David Berg of Hemex Laboratories has been studying the hypercoagulation often found in patients with chronic disease. This list currently includes CFS/FMS, myofascial pain syndrome, osteonecrosis of the jaw, fetal loss, multiple sclerosis, Crohn’s disease, Sjogren's syndrome, IBS, Lyme disease, autism, gulf war illness and ADD.
Thick blood is the result of fibrin being deposited in the small blood vessels. Fibrin formation is the last step in the clottingprocess that stops bleeding when blood vessels are cut. Normally, long strands of fibrin weave a mesh around platelets and blood cells to form a clot that plugs the break in the wall of a vessel.

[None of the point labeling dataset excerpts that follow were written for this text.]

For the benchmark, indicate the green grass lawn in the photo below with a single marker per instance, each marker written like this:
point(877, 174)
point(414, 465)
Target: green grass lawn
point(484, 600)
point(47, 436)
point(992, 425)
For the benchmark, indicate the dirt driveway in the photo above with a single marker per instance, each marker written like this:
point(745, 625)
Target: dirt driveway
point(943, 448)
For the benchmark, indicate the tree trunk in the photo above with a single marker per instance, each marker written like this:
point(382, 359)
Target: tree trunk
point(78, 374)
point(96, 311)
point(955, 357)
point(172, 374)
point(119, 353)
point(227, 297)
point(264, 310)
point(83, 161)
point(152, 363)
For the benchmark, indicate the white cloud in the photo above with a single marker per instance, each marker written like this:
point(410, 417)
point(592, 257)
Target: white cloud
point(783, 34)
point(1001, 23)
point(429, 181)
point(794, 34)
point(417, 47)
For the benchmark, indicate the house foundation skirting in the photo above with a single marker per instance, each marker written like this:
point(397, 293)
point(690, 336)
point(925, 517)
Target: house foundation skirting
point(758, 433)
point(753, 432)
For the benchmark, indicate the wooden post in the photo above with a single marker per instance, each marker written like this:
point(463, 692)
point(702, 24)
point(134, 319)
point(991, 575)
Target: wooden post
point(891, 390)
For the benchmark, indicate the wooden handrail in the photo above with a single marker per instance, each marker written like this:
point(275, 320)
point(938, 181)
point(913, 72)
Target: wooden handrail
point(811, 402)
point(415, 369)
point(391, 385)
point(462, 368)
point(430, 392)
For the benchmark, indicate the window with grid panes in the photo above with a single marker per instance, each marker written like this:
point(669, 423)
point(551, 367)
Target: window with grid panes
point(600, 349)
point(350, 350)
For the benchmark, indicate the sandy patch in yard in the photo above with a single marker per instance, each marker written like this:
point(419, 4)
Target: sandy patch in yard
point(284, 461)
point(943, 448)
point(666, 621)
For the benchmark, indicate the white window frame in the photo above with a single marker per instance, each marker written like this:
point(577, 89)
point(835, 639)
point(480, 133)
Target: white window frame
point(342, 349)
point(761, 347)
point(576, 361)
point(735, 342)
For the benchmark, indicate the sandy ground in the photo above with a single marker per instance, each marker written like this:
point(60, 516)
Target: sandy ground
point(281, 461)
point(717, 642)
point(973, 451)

A very complex series of reactions activates the clotting process. The release of thrombin ultimately results in the production of a substance called soluble fibrin monomer (SFM). SFM is a sticky protein that increases blood viscosity (thickness) and results in the deposit of fibrin on the endothelial cells lining the blood vessels. Normally, a single burst of thrombin would generate a large amount of SFM that would produce strands of "cross linked" fibrin, resulting in an actual clot. However, in CFS/FMS and other chronic conditions, continuous generation of low levels of thrombin can occur. The result is hypercoagulation.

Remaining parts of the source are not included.